Jimtypes 7 months ago
Dick Van Dyke Show proves that funny is funny.
sagafrat69 7 months ago
Forgot about "Diagnosis Murder" FloridaTopCat. We know they both liked and respected each other personally and professionally. One of those great mysteries of classic television. You know when actors work together in multiple t.v. shows or movies it's assumed they enjoy working together. Hard to understand this one.

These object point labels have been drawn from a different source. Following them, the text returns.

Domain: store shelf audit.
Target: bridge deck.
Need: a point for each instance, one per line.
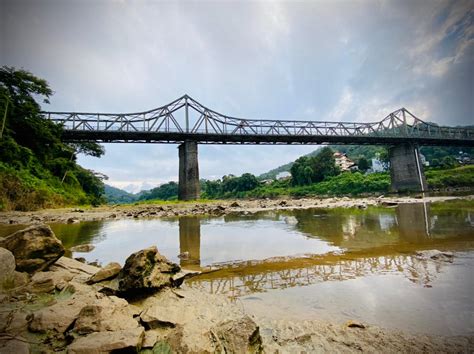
(203, 125)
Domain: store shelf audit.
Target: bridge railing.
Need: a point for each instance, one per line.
(400, 123)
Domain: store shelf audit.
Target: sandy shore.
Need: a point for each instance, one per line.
(276, 335)
(217, 208)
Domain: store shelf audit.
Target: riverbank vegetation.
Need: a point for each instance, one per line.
(37, 169)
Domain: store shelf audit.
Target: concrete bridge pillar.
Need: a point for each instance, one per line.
(190, 242)
(406, 170)
(189, 188)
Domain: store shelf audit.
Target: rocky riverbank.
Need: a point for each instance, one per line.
(216, 208)
(49, 302)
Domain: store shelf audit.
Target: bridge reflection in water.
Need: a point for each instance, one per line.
(385, 244)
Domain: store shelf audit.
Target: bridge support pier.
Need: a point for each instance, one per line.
(189, 188)
(406, 170)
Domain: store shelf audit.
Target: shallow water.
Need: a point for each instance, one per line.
(330, 264)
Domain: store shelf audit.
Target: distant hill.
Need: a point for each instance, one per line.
(355, 152)
(283, 168)
(118, 196)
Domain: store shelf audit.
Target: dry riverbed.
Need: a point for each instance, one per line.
(49, 302)
(217, 208)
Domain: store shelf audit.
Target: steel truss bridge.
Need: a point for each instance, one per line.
(185, 119)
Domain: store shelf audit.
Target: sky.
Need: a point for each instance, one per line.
(329, 60)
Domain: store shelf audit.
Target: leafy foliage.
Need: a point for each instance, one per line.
(167, 191)
(307, 170)
(33, 158)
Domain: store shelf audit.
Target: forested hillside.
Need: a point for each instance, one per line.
(37, 169)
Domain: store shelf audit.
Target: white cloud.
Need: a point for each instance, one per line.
(322, 60)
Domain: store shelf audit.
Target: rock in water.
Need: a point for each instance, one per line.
(146, 270)
(35, 248)
(9, 278)
(108, 272)
(125, 341)
(237, 336)
(7, 262)
(83, 248)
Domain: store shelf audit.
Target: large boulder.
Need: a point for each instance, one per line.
(145, 271)
(240, 335)
(110, 314)
(35, 248)
(108, 272)
(9, 278)
(124, 341)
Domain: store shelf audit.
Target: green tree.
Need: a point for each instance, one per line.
(32, 154)
(324, 165)
(307, 170)
(363, 164)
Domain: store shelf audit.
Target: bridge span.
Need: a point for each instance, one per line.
(188, 123)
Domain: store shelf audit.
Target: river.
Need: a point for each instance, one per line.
(328, 264)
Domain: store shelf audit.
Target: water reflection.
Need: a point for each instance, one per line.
(413, 221)
(253, 277)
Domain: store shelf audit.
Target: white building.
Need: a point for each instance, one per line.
(343, 162)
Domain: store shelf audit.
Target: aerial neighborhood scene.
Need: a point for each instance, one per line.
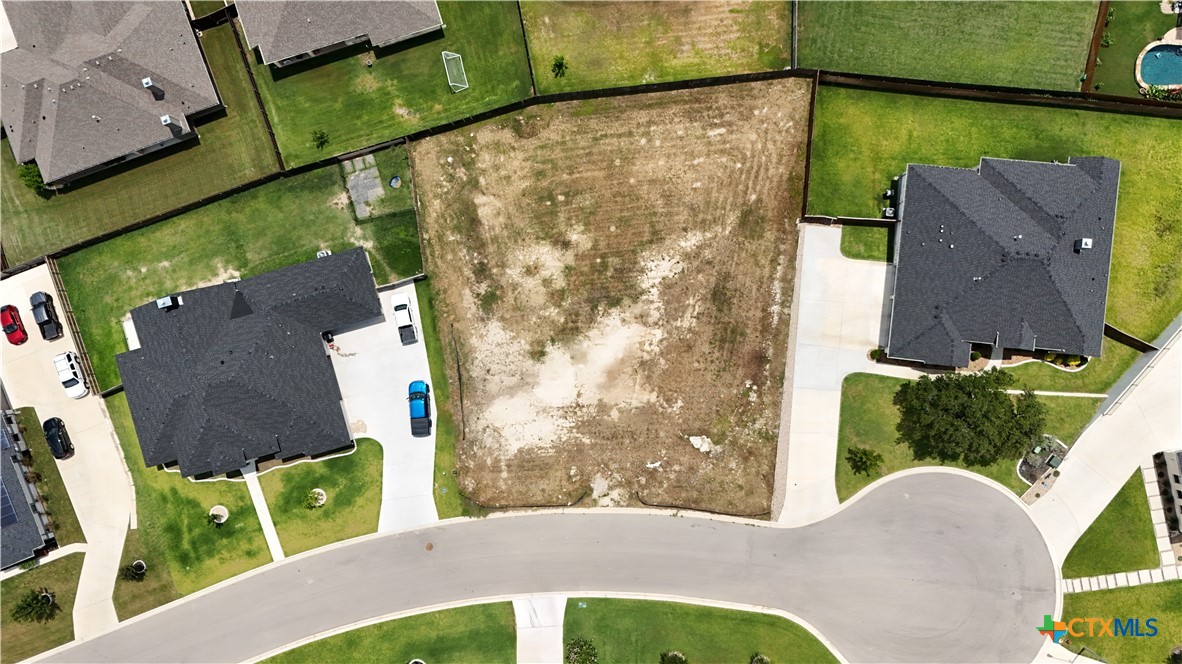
(558, 331)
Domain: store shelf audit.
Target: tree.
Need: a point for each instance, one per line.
(968, 417)
(559, 67)
(582, 651)
(38, 605)
(863, 461)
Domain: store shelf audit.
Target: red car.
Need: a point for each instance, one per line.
(13, 327)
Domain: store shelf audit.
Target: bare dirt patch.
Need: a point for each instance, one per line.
(615, 273)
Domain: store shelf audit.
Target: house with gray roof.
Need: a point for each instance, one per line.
(238, 372)
(1012, 254)
(93, 84)
(290, 31)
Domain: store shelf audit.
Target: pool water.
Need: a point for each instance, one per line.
(1162, 65)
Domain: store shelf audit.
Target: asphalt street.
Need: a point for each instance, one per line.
(927, 567)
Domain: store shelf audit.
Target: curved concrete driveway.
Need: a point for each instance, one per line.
(924, 567)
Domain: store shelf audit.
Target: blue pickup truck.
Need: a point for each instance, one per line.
(420, 409)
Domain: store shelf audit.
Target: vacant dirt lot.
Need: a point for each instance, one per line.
(616, 274)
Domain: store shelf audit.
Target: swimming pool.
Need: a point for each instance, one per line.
(1162, 65)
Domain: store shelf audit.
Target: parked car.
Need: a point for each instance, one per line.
(403, 320)
(45, 316)
(420, 409)
(70, 373)
(13, 327)
(56, 436)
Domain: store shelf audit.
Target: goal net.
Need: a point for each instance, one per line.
(455, 76)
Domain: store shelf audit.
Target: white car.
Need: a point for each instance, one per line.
(403, 320)
(70, 373)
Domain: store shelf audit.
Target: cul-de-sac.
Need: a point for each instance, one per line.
(580, 332)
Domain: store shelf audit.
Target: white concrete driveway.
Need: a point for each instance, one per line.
(96, 476)
(374, 370)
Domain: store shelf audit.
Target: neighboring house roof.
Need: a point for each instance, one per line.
(988, 255)
(283, 28)
(72, 91)
(239, 371)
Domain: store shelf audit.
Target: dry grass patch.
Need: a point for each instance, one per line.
(616, 274)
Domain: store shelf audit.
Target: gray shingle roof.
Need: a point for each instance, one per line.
(239, 371)
(283, 28)
(988, 255)
(77, 62)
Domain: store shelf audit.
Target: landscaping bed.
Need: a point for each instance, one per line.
(404, 90)
(602, 293)
(625, 630)
(862, 140)
(1018, 44)
(615, 44)
(233, 148)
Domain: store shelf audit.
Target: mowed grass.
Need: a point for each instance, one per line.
(171, 513)
(484, 633)
(638, 631)
(66, 529)
(1162, 601)
(862, 140)
(1119, 540)
(869, 417)
(21, 640)
(404, 91)
(273, 226)
(1134, 25)
(232, 150)
(1039, 45)
(354, 487)
(615, 44)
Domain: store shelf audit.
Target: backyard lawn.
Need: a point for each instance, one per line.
(1156, 600)
(171, 512)
(352, 485)
(864, 138)
(403, 91)
(273, 226)
(615, 44)
(232, 149)
(638, 631)
(1119, 540)
(21, 640)
(66, 529)
(869, 417)
(484, 633)
(1021, 44)
(1134, 25)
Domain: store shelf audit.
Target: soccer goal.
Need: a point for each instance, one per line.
(455, 75)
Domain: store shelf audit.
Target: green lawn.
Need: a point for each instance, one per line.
(1021, 44)
(615, 44)
(864, 138)
(21, 640)
(625, 631)
(1156, 600)
(66, 528)
(273, 226)
(869, 417)
(484, 633)
(404, 91)
(233, 149)
(1135, 24)
(171, 513)
(354, 488)
(1119, 540)
(132, 598)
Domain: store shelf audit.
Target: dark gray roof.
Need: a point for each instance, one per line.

FloridaTopCat 7 months ago
I've always wondered why Mary Tyler Moore was not a guest star on Dick Van Dyke's "Diagnosis Murder" series, which ran 8 years, 178 hour long episodes which featured hundreds, multiple hundreds of guest stars from the 1990's TV business. Dick even did the "ottoman" joke from the original show on Diagnosis Murder, but no Mary over the 8 years of the show.

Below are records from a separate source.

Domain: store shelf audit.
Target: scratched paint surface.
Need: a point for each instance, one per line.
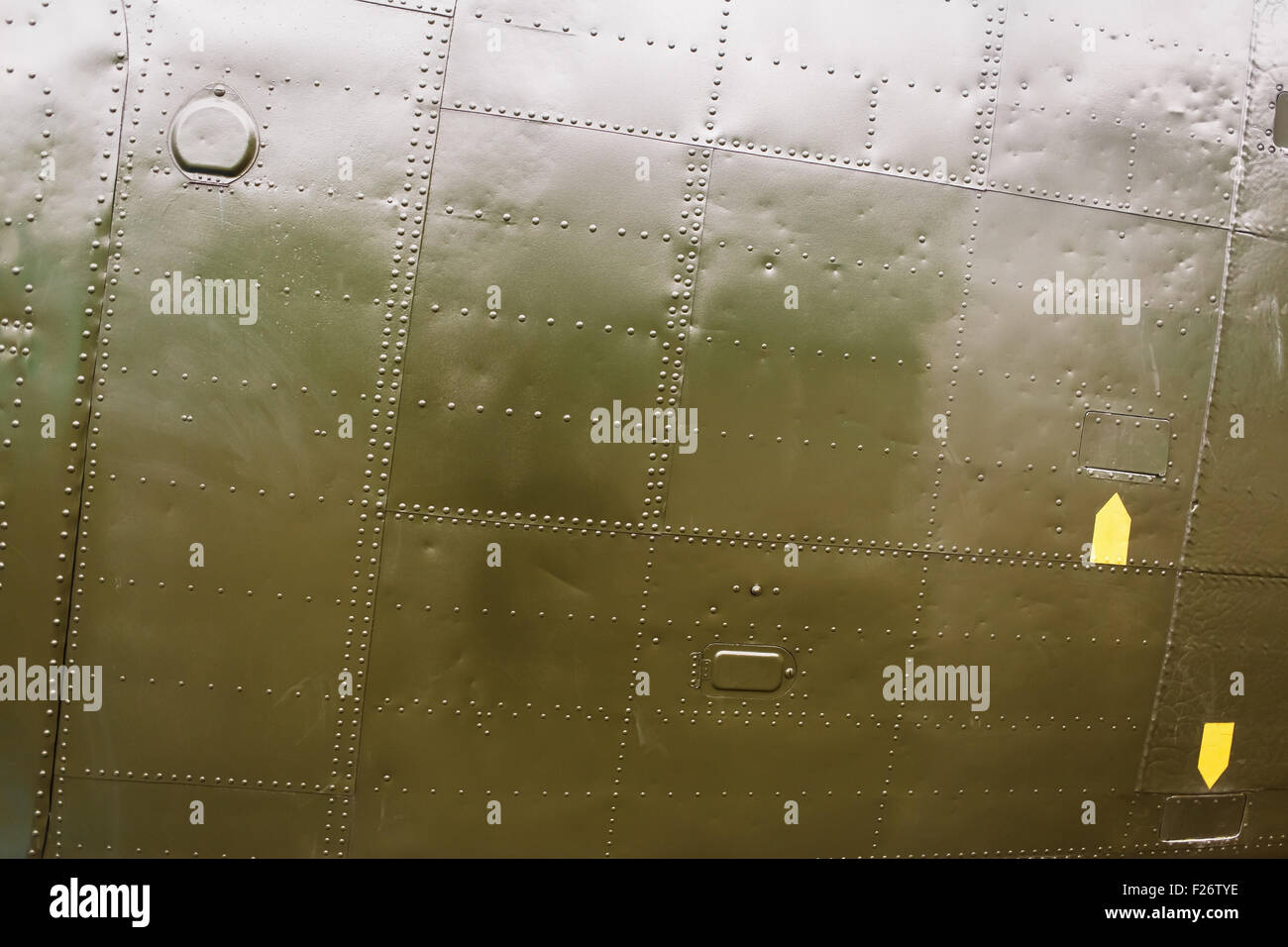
(362, 582)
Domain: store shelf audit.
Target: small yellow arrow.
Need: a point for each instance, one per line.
(1215, 751)
(1113, 528)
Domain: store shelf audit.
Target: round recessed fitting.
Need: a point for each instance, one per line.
(213, 137)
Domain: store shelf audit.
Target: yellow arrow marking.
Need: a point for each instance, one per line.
(1215, 750)
(1113, 528)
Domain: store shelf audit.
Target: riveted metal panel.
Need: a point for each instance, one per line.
(1225, 626)
(1126, 106)
(1022, 376)
(492, 639)
(820, 302)
(638, 68)
(63, 85)
(1236, 525)
(1261, 204)
(110, 818)
(906, 89)
(501, 671)
(549, 294)
(245, 637)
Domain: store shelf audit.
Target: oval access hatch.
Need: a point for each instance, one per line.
(213, 137)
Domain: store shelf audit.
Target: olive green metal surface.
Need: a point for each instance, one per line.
(362, 581)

MaryMitch FloridaTopCat 7 months ago
That would have gotten huge ratings! Maybe they just never were able to work out their schedules.
sagafrat69 7 months ago
I have always wondered why the great Dick Van Dyke didn't get a guest appearance on " The Mary Tyler Moore" show? He could've been a friend of Lou or Ted. Would've been a great kind of wink wink to the audience. Would love to hear what DVD has to say.